One approach here is through the word itself. “Ligion,” its latter part, is from the Latin “ligio” meaning to bind or tie together. We get our word “ligament” from it, the strands of sinew that tie the muscles to the bones – or better, that anchor the muscles there. Then there are the letters “re” in front which add the note of repetition – do it again. Undergirding this notion of religion is re-connecting, tying up once again to an anchoring place, dropping a line to ground solid enough to hold, staying in contact with what it is that feeds and nourishes. It connotes a freshening of connection to whom and what it is that brings life. Once religion starts to move in other directions, it sours and even turns hurtful.
And so Jesus’ fiery reaction to what’s going on in this sacred place of religion: “These practices of sacrifice which were meant to sharpen up your awareness of how you stand before your all giving Creator have been perverted into ways of making a profit off another. These temple sacrifices, meant to be symbols of self-offering and service to God and neighbor, have become mechanisms for cornering a market and taking advantage of the disadvantaged.
How might Jesus’ warning about religion’s blind spots speak to us today?
We note first of all how this protest in John is only one instance of the many Jesus gives to keep eyes and hearts on the one thing necessary, and that is our bond with his Father and His Father’s people. This is the bedrock, the anchoring ground, the ever-bubbling wellspring to which religion always must return. When attitudes connected with things religious lose their way, they clog up this channel between ourselves and the source.
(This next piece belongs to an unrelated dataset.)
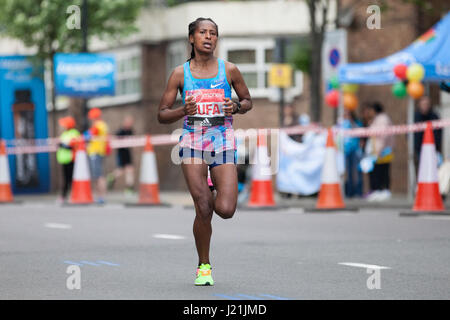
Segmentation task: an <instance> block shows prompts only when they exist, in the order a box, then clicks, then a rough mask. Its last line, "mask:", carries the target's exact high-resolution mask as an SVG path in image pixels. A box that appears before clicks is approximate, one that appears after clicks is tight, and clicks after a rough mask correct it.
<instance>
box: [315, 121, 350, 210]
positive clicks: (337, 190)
mask: <svg viewBox="0 0 450 320" xmlns="http://www.w3.org/2000/svg"><path fill="white" fill-rule="evenodd" d="M336 156H337V153H336V146H335V144H334V140H333V131H332V130H331V128H330V129H328V137H327V144H326V150H325V162H324V165H323V169H322V176H321V185H320V191H319V198H318V200H317V203H316V208H317V209H341V208H345V204H344V200H343V197H342V192H341V185H340V179H339V174H338V170H337V163H336Z"/></svg>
Every one of Jesus’ protests is at root a remonstration against this: the hardening of tissue between the worshippers and the concerns and Person of the One worshiped.
And so when in the name of religion,
- power starts to dominate over service,
- maintaining clear borders becomes more important than reaching out across the borders
- belonging feels more like living inside a gated community than (in the vivid image of Pope Francis) being part of a field hospital in war time,
- keeping up appearances begins to fudge what’s behind the appearances,
it’s time to invite Jesus back into the Temple to turn over the tables. When practices and outlooks, no matter how much sacredness they have may attracted to themselves, get in the way of that honest, authentic coming-before-God and God’s people, they move into that damaging and indeed toxic territory of “Religion Gone Bad.”
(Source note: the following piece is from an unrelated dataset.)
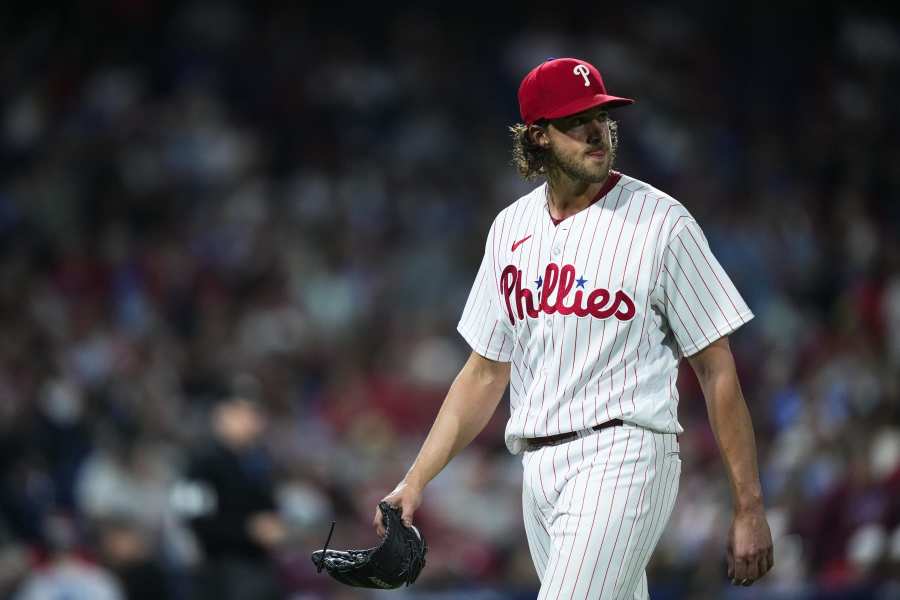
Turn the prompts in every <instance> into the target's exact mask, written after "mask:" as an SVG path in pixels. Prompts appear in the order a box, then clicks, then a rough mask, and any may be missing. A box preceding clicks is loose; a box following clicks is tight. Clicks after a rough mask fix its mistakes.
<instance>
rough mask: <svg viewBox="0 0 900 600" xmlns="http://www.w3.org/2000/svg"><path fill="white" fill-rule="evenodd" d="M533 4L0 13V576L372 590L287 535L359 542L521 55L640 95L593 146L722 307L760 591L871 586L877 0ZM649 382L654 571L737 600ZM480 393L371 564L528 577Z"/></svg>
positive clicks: (893, 300)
Much more can be said about how these deviations develop, but let me end with two classic guideposts from the bible for keeping our religion on track both personally and corporately.
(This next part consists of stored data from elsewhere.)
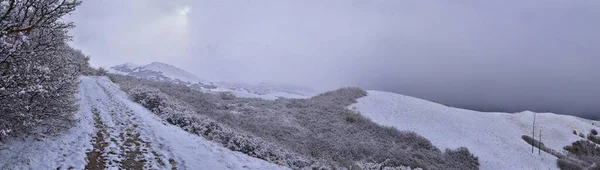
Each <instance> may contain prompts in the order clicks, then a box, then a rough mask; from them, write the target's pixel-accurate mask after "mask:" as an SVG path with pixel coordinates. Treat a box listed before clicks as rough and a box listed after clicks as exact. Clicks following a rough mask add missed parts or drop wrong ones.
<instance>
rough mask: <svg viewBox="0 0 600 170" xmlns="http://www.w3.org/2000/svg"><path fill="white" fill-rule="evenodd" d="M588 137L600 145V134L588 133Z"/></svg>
mask: <svg viewBox="0 0 600 170" xmlns="http://www.w3.org/2000/svg"><path fill="white" fill-rule="evenodd" d="M587 139H588V140H590V141H592V142H594V143H596V144H599V145H600V137H599V136H595V135H593V134H588V137H587Z"/></svg>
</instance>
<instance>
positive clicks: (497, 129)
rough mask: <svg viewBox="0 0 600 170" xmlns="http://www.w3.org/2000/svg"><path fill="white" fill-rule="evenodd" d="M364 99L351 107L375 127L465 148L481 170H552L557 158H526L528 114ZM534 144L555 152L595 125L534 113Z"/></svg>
mask: <svg viewBox="0 0 600 170" xmlns="http://www.w3.org/2000/svg"><path fill="white" fill-rule="evenodd" d="M368 93H369V94H368V96H366V97H363V98H360V99H358V103H356V104H354V105H352V106H350V108H353V109H357V110H358V111H360V113H361V114H362V115H364V116H366V117H368V118H370V119H371V120H373V121H374V122H377V123H379V124H382V125H386V126H392V127H396V128H398V129H399V130H409V131H414V132H416V133H418V134H419V135H422V136H424V137H425V138H427V139H429V140H431V142H432V143H433V144H434V145H435V146H437V147H439V148H442V149H443V148H451V149H454V148H457V147H460V146H465V147H467V148H469V150H470V151H471V152H472V153H474V154H475V155H476V156H478V157H479V162H480V164H481V166H480V168H481V169H493V170H495V169H557V167H556V158H555V157H554V156H552V155H550V154H547V153H544V152H543V151H542V155H538V153H537V152H538V151H537V149H536V150H535V154H532V153H531V145H529V144H527V143H526V142H525V141H523V140H522V139H521V136H522V135H530V136H531V129H532V122H533V114H534V113H533V112H522V113H515V114H511V113H484V112H476V111H471V110H464V109H458V108H451V107H446V106H444V105H440V104H437V103H433V102H429V101H425V100H421V99H417V98H413V97H409V96H403V95H399V94H394V93H387V92H379V91H368ZM536 122H537V123H536V124H537V125H538V127H536V139H537V138H538V132H539V129H541V130H542V142H544V144H545V145H546V146H548V147H549V148H552V149H554V150H556V151H559V152H560V151H563V149H562V148H563V147H564V146H566V145H569V144H571V143H572V142H574V141H576V140H579V139H581V138H580V137H579V136H576V135H573V130H577V132H584V133H586V134H587V133H589V131H590V130H591V129H592V128H596V129H598V127H596V126H594V125H593V124H595V125H597V124H598V122H595V121H590V120H584V119H581V118H577V117H574V116H567V115H557V114H552V113H537V120H536Z"/></svg>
From the Old Testament, there’s that luminous blueprint for right seeing and acting spotted at times on a desk or lampstand. It’s the prophet Micah “…what, the LORD has told you is good, and what He requires of you is this: to do what is right, to love mercy, and to walk humbly with your God.” — right living, right loving and the right standing before the all gracious God.
From the New Testament, there are these words Jesus attaches to the heart of it all, words to be assimilated each Sunday and woven into everyday living. “This is my body, given up for you; this is my blood, poured out for you!” Here we have the heart of “religion gone right:” the love of God given flesh in the living, dying and rising of God’s person in the world, the Lord Jesus Christ.